Per chi lotta tutti i giorni con le contraddizioni dei neuroni della propria testa, la notizia è che quel cervello non è l’unico che ospitiamo nel nostro organismo. Ancora non abbiamo capito come funziona che già la faccenda si complica con l’entrata in scena di un’altra massa di neuroni “pensanti”, che avvolgono appunto tutti i visceri addominali. E’ il cervello nella pancia, l’intelligenza “motore” del nostro benessere.
È fra gli anni ottanta-novanta che comincia ad emergere quanto sia complessa questa rete neuronale, rimasta fino a quel momento oscurata dal primato indiscusso detenuto dal “collega” del piano superiore. Comincia a prendere forma una nuova disciplina, la neurogastroenteorlogia, e il cervello nella pancia viene scientificamente ribattezzato cervello “neurogastroenterologico”.
Non è questa la sede per illustrare tutte le evidenze scientifiche prodotte in questi anni, ma ci limitiamo a dire che se immaginassimo di districare l’intera matassa dei neuroni che avvolgono l’intero tubo digestivo, questa andrebbe a ricoprire una superficie pari a quella di un campo di calcio. E non è tutto: ciò che i ricercatori non hanno ancora pubblicizzato molto è che questo cervello neurogastroenterologico è l’unico organo del nostro corpo che possiede una autonomia funzionale rispetto al cervello che abbiamo in testa (per chi fosse interessato, uno dei padri di questa disciplina è M. Gershon).
In poche parole: la pancia ha una propria intelligenza, capace in modo autonomo di “pensare”, ricevere informazioni, elaborarle e spedirle ai piani “alti”.
La domanda che viene spontaneo farsi è perché se ne parli ancora così poco. Una possibile risposta è che c’è ancora molta confusione su cosa tutto questo voglia dire: come si conciliano le attività dei due cervelli? In che relazione sono? È già noto che i due cervelli sono connessi da un’importante autostrada di fibre nervose (gut-brain axis) e che parlano lo stesso linguaggio chimico attraverso la comunanza di numerosi neurotrasmettitori (inclusa la serotonina, protagonista del nostro umore tanto quanto della nostra digestione!). Ma le implicazioni pratiche di questa comunicazione vengono indagate forse con un occhio ancora miope.

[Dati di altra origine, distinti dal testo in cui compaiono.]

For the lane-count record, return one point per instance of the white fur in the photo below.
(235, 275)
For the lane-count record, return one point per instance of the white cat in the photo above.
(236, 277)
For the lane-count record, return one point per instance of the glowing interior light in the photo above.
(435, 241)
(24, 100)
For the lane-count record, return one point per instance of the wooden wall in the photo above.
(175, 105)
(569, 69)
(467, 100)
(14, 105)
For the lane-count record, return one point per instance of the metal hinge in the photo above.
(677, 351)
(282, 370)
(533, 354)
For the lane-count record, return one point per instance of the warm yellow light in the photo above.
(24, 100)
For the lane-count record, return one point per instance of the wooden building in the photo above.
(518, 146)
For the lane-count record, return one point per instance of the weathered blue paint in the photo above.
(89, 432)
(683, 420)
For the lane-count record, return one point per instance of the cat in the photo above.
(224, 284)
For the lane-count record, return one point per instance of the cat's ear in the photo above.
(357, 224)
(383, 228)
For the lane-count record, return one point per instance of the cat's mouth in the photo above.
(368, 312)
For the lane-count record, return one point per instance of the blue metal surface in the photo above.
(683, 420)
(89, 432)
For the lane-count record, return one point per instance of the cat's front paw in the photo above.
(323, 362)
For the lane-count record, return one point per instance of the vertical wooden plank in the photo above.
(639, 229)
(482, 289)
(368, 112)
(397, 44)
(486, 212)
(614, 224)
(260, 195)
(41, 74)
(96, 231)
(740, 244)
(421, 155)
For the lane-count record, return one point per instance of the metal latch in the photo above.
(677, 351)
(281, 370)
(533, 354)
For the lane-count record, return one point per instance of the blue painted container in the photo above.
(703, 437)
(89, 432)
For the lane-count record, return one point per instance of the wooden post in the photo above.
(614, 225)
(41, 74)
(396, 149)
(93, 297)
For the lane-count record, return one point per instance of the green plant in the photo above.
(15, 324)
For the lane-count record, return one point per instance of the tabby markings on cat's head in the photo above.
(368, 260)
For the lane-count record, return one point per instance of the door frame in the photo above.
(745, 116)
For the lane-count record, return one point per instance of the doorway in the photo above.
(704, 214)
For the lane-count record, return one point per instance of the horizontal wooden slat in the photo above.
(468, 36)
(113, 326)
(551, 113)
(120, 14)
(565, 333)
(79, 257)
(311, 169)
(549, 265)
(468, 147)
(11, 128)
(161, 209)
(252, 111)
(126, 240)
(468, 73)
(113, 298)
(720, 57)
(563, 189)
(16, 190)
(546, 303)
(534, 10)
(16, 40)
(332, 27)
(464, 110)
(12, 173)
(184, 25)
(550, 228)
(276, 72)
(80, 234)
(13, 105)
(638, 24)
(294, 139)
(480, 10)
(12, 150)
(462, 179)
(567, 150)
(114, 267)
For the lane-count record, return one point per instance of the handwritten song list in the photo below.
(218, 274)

Oggi gli studi sono infatti prevalentemente focalizzati sul ruolo che questo cervello addominale ha nelle patologie proprie dell’intestino, da quelle funzionali (come il celeberrimo “colon irritabile”) aa quelle organiche (ad es: le malattie infiammatorie intestinali). Ma la ricerca rimane piuttosto “confinata” all’interno dei “recinti” della cavità addominale.
Per farla breve, forse stiamo assistendo a quanto già accaduto durante le prime indagini condotte fra la fine del 1800 e il 1900 sul cervello contenuto nelle ossa craniche: da Kraepelin, Bleuler, fino a Freud e i suoi successori, per molti anni l’interesse è stato catturato dai suoi processi patologici, quindi psicosi e isteria. Ci sono voluti molti anni, e ancora oggi siamo nel mezzo di questa fase, per vedere estendersi le ricerche sul cervello alla comprensione di quelli che dovrebbero essere i processi sani dello sviluppo di un individuo. Con il cervello addominale sembra che si stia ripercorrendo questo stesso percorso. Ci vorrà quindi ancora del tempo prima che i ricercatori e i medici comincino ad interrogarsi se per caso questa rete neuronale dell’apparato digerente non possa avere un qualche ruolo nella vita “normale” di ogni soggetto…ed è qui che cito Poincarè, per il quale la creatività è la “capacità di unire degli elementi preesistenti incombinazioni nuove, che siano utili”.
Esistono delle avanzate ricerche che permettono già oggi di guardare all’utilità di questo cervello nel nostro quotidiano, a prescindere dalla presenza o meno di sintomi da colon irritabile…
Quello che sappiamo è che l’intelligenza della pancia entra in azione prima di quella della testa, producendo informazioni dirette e reali, prive dei ben noti filtri (pregiudizi o come li vogliate chiamare) che operano più in alto.
In sostanza, si tratta di una fonte di informazioni esatte che bisogna imparare ad utilizzare, a leggere e interpretare correttamente. È un po’ come immaginare di dover imparare una nuova lingua che, in realtà, non è del tutto “nuova” considerato che ci accompagna sin dalla nascita, o meglio dall’utero materno. Ma è nuova nella misura in cui nessuno ci ha mai chiesto di impararla o anche semplicemente di prestare attenzione al suo ascolto. Non abbiamo cioè mai intrapreso l’addestramento necessario per capire come funziona e come si usa questa intelligenza.
Ed è da qui che discende l’importanza di una “pancia” che sia in ottima salute. E tu, quanto sei disposto a prendertene cura?